Your AI agent can be hijacked by a comment in a file it reads. agentguard catches it before it ships.

CI Version Python License: MIT

agentguard scanning an innocent-looking 'report-summarizer' agent: it flags a critical injection-to-RCE chain and a destructive action, then a rescan after the two-line fix returns a clean grade-A.
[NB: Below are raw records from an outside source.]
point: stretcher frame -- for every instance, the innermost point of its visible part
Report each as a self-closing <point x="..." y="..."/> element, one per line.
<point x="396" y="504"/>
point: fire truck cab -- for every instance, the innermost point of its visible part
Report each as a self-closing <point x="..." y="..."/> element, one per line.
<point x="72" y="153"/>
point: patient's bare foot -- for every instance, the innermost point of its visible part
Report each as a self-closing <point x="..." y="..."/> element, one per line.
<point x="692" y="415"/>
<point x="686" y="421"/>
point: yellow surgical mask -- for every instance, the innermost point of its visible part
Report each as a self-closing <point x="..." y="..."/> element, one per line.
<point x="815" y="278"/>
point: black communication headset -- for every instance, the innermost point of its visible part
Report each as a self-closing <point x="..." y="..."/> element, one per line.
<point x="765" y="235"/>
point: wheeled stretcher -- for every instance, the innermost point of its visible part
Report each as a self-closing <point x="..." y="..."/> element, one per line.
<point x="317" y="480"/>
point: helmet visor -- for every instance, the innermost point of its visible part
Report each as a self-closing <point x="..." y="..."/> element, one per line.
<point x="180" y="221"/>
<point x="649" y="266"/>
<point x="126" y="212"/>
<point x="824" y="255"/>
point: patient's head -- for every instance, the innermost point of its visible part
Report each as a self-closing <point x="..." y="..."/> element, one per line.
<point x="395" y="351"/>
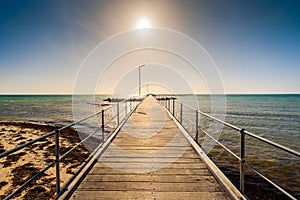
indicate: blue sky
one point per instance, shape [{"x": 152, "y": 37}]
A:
[{"x": 255, "y": 44}]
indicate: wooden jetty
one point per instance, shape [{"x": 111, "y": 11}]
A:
[{"x": 151, "y": 157}]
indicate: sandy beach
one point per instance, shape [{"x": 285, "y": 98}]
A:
[{"x": 17, "y": 168}]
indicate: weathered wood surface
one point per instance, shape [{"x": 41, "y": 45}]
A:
[{"x": 149, "y": 159}]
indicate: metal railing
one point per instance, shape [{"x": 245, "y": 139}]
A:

agentguard is a security linter for AI agentseslint/semgrep, but for the markdown-with-frontmatter agent / command / skill definitions behind Claude Code (and any similar harness). Point it at a file or a folder of .md definitions; it parses what tools each agent can use, finds the prompt-injection and capability holes that turn "summarize this file" into remote code execution or data exfiltration, and returns specific, severity-ranked findings — each mapped to OWASP/MITRE and paired with the one-line fix. Deterministic, zero-dependency, no API key, no LLM call.

Star this if

  • You ship Claude Code agents, slash commands, or skills and need a CI gate for prompt-injection risk.
  • You install community plugins and want to audit them before they touch your filesystem.
  • You want deterministic local findings, not another LLM reviewing a prompt.

What you'd use it for

  • You write agents, commands, or skills. Lint them like code: catch a missing injection guard, an over-broad tools: grant, a destructive action with no confirmation, or a vague instruction — before it misbehaves in production. → agentguard .
  • You're about to install someone's plugin. Vet it before you trust it with your machine: one command shallow-clones any repo and scans it, so you see the unguarded Bash agent before you run it. → agentguard owner/repo
  • You ship a plugin, or run agents at work. Gate it in CI or pre-commit (the GitHub Action ships in this repo) so a definition can't regress unnoticed — with a baseline that fails only on new problems. → uses: yingchen-coding/agentguard@v0.1.3

The rest of this README is the proof that it actually works — starting with what it found in the wild.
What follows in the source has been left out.